Donald TrumpDonald John TrumpStates slashed 4,400 environmental agency jobs in past decade: study Biden hammers Trump over video of world leaders mocking him Iran building hidden arsenal of short-range ballistic missiles in Iraq: report MORE, who finished second in Iowa despite leading polls of the race, suffered a slight drop in the Morning Consult survey. While he polled at 41 percent in late January, he registered at 38 percent in the latest poll.

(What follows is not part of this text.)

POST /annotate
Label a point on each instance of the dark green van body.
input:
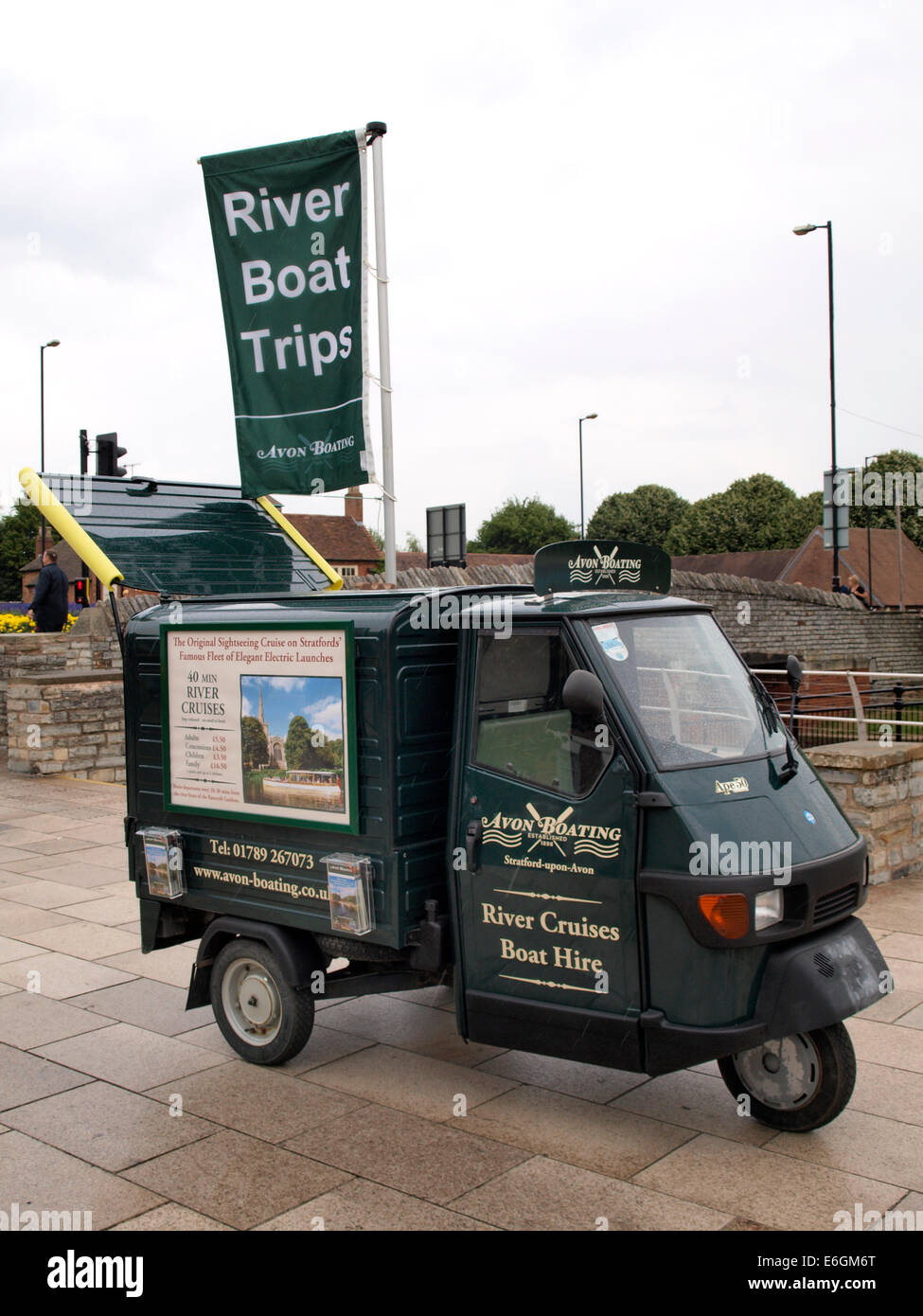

On the Democratic side, Sen. Bernie SandersBernie SandersGabbard moves to New Hampshire ahead of primary Sanders to join youth climate strikers in Iowa Saagar Enjeti unpacks why Kamala Harris's campaign didn't work MORE, who finished in a virtual tie with rival Hillary ClintonHillary Diane Rodham ClintonThree legal scholars say Trump should be impeached; one thinks otherwise Report: Barr attorney can't provide evidence Trump was set up by DOJ Jayapal pushes back on Gaetz's questioning of impeachment witness donations to Democrats MORE in Iowa's Democratic caucuses, saw only a 1 percent gain in support, to 35 percent.

Clinton's support, meanwhile, rose from 50 percent to 51 percent. 

The poll was conducted from Feb. 2-3 with 1,508 registered voters. The margin of error is plus or minus 3 percentage points.

This story was updated on Feb. 4 after Morning Consult released corrected poll results.